Amazing opener! The crowd going apeshit for everything helps.


----------



## Chris22

I love Wheeler Yuta.


----------



## HookedOnThuganomics

Nothing like a spot fest 🥱


----------



## Oracle

This show gonna go 6 hours.


----------



## redban

Almost 30-minutes for this match


----------



## 5 Star Giulia ⭐⭐⭐⭐⭐

*The product will be buried.*

__ https://twitter.com/i/web/status/1541213879493185536


----------



## 3venflow

Shota and Jericho doing their own multi-year story arc. Expect Shota to beat Jericho at Wrestle Kingdom in 2026. 😁


----------



## Nothing Finer

Is that not a finish?!


----------



## Whoanma

3venflow said:


> Shota and Jericho doing their own multi-year story arc. Expect Shota to beat Jericho at Wrestle Kingdom in 2026. 😁


Way loooong term storytelling.


----------



## Geeee

Man, Shota's gonna go back to NJPW with some big babyface material


----------



## Outlaw91

Goooootchhhh!


----------



## CowboyKurtAngle

Oracle said:


> This show gonna go 6 hours.


6am then


----------



## TMTT

3venflow said:


> Shota and Jericho doing their own multi-year story arc. Expect Shota to beat Jericho at Wrestle Kingdom in 2026. 😁


Companies should do that more often.


----------



## Randy Lahey

This has been a great match for just some guys thrown together.

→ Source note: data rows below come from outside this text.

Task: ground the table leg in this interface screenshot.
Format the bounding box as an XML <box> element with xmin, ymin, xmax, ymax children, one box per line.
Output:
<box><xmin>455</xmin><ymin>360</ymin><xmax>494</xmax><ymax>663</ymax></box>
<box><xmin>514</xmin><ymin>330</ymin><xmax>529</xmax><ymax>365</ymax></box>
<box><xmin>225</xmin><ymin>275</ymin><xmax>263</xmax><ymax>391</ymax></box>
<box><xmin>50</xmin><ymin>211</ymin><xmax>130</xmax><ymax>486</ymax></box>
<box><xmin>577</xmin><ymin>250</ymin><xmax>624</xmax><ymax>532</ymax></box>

WAY better than it had any right being. Perfect mix of brutality and high spots


----------



## 3venflow

This match was been GREAT at making Shota look like a budding star. Yuta also shone.


----------



## Outlaw91

What a match!


----------



## WrestleFAQ

This is so boring.


----------



## Gn1212

That look from Suzuki, lol.


----------



## Whoanma

CowboyKurtAngle said:


> 6am then


Don’t worry. Khan promised ZSJ vs. Mystery Man would be a dream match. You’ll be able to get some well deserved sleep.


----------



## ProjectGargano

Great match it was


----------



## Geeee

Blood and Guts is going to be ridiculous


----------



## RapShepard

Jeff Cobb is cool


----------



## KrysRaw1

Tay looks hot as fuck. That Japanese guy is basically Omega from Japan


----------



## KingofKings1524

Sucks to follow the greatest sports entertainer of all time.


----------



## Chris22

That was such a great opener!


----------



## CowboyKurtAngle

Whoanma said:


> Don’t worry. Khan promised ZSJ vs. Mystery Man would be a dream match. You’ll be able to get some well deserved sleep.


Short and sweet


----------



## NXT Only

FTR over as fuck


----------



## Adapting

FTR with that massive pop.


----------



## sbuch

Who joined the commentary table?


----------



## Geeee

The one guy in the FTR section looked like Fandango


----------



## 3venflow

Oh, they're wearing the AAA tag belts. CMLL are gonna go insane.


----------



## Whoanma

3venflow said:


> Oh, they're wearing the AAA tag belts. CMLL are gonna go insane.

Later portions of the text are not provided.